Protect Your Hispanic Patients

OK, one more semi-political comment and then I'll get off my soap box. Dr. Danielle Ofri, a primary care doctor in NYC, wrote a nice opinion piece in the NY Times last week (requires subscription or a free account to read). With the uncertain threats of coming deportations, she notes that "fear alone can keep patients from seeking care." Not only is this harmful for individual patients and families, it will be incredibly expensive if individuals delay healthcare visits and we are faced with treating illnesses at a later stage in disease. One state (sadly, my place of birth) requires public hospitals to ask about US residence status, a rather chilling deterrent to seeking care, but patients are not required to answer. Dr. Ofri recommends those providers making the latter point clear first, before asking the question.

Consequences of in utero Zika Infection

A new article from investigators in Brazil found that children born to mothers infected with Zika virus during pregnancy demonstrated increased rates of neurodevelopmental delay even when they did not have evidence of the congenital Zika syndrome. The risk was significantly higher for infants born to mothers infected during the first trimester of pregnancy.

More on CWD

Last week I mentioned chronic wasting disease spreading in cervids in the US, with a tongue-in-cheek (pun intended) caution about eating venison; cooking does not inactive prion-mediated disease. Now comes a new report from Norway showing CWD prion detection in muscle tissue from moose, red deer, and reindeer. Pass on cervid meat ingestion in Scandinavia!

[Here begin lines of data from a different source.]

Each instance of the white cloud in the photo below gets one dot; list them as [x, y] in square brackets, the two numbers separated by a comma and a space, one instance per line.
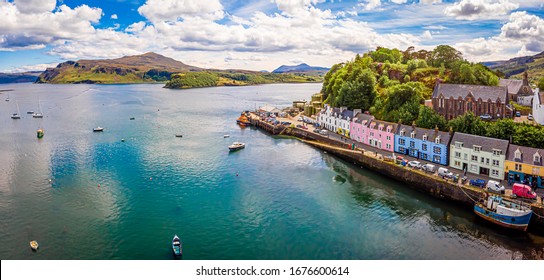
[427, 35]
[480, 9]
[26, 68]
[523, 34]
[35, 6]
[371, 4]
[172, 10]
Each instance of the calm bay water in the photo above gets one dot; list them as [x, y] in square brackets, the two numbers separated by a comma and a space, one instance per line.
[109, 199]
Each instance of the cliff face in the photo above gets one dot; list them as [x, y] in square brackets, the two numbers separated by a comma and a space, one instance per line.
[148, 67]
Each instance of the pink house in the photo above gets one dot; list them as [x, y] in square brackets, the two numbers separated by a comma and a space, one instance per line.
[382, 135]
[359, 127]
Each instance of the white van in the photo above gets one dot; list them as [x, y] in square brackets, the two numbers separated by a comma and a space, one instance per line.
[444, 173]
[428, 168]
[494, 186]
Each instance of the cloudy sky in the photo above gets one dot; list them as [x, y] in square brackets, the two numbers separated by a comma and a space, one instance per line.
[261, 34]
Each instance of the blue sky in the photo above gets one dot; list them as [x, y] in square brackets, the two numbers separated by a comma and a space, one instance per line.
[263, 34]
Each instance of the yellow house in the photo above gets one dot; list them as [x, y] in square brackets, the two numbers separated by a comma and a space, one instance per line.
[524, 165]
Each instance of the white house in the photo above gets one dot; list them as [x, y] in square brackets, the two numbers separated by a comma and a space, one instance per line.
[538, 107]
[478, 154]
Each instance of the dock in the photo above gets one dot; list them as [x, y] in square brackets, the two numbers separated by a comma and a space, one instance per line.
[456, 192]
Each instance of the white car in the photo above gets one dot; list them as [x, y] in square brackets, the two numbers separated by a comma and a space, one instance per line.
[414, 164]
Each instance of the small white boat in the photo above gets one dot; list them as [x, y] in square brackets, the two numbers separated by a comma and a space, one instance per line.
[237, 146]
[176, 246]
[34, 245]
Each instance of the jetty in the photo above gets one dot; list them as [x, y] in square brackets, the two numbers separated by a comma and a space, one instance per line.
[448, 190]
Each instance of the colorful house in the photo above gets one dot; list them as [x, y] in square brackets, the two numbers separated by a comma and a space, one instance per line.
[426, 144]
[524, 165]
[478, 154]
[359, 127]
[381, 135]
[344, 120]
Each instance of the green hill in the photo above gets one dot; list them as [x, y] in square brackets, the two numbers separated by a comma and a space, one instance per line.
[145, 68]
[534, 65]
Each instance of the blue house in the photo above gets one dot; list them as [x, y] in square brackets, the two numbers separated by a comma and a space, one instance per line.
[426, 144]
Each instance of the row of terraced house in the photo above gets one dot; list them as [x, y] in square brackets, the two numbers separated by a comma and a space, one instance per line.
[495, 158]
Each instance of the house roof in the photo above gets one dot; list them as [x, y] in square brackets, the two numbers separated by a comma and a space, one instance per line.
[432, 134]
[360, 117]
[487, 144]
[514, 86]
[483, 92]
[347, 114]
[384, 124]
[527, 154]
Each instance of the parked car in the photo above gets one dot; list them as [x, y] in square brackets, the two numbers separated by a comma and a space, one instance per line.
[477, 182]
[428, 168]
[414, 164]
[444, 173]
[524, 191]
[494, 186]
[486, 117]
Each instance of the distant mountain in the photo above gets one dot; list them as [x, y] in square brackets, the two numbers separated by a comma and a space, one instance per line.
[516, 66]
[148, 67]
[25, 77]
[301, 68]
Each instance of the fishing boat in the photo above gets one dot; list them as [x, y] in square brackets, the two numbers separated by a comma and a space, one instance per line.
[38, 115]
[237, 146]
[504, 212]
[176, 246]
[16, 116]
[34, 245]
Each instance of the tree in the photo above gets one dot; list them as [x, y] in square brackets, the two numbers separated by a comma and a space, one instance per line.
[359, 93]
[428, 118]
[445, 54]
[468, 123]
[501, 129]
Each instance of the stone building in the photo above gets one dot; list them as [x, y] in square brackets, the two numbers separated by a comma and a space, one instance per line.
[452, 100]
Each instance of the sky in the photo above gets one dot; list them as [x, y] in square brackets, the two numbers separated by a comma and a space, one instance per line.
[261, 34]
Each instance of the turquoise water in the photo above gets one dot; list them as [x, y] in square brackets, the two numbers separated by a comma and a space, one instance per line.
[109, 199]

New Vaccine Education Resource for Clinicians

Well, maybe not so new, but I just found out it's available to anyone. The Pediatric Infectious Disease Society Foundation has a large number of educational modules available to all who register. Check it out if you're interested.

WRIS

Our winter respiratory infection season plods along. I've been somewhat amused with news reports about surges in human metapneumovirus infections, which of course happens every winter. However, no one is mentioning the common cold coronavirus infections (HCOV) that are just a common now as HMPV. Here's a quick look at percent positive tests nationally, also searchable by region. HCOV is a little higher than HMPV; I guess HCOV is the Rodney Dangerfield of winter respiratory viruses.

My Bucket Lists

I have many bucket lists, none of them in writing, but this past week a new report brought to mind the bucket list I'm most ashamed of. It's my infectious diseases bucket list, a mental listing of infections I hope to see during my lifetime. It's shameful because it requires someone to be sick in order for me to cross off a list item. One of the biggies on the list is seal finger. I'm guessing most readers have never heard of it.

Researchers in Denmark and Australia reported a rather severe episode of seal finger caused by Mycoplasma phocimorsus associated with a cat scratch. This 54-year-old Danish woman developed tendinous panaritium (I had to look that up, it's basically a paronychia/whitlow/felon with contiguous spread) several days following a cat scratch, but then it progressed to very extensive infection requiring multiple extensive surgical procedures. I don't think it's a misprint in the article that stated she developed all this in 2013; likely the delay in reporting depended on new methodology. The authors seem to be the same team that originally discovered in 2023 that this organism was associated with seal finger. The unusual element in the current case report is its association with a cat scratch, I think only reported a couple times previously. The authors of the current report state that their patient's isolate appears to be a different Mycoplasma species than what was detected in the other 2 reports.

Courtesy of BBC News. The Royal Society for the Prevention of Cruelty to Animals recommends observing seals from a distance of no less than 100 meters.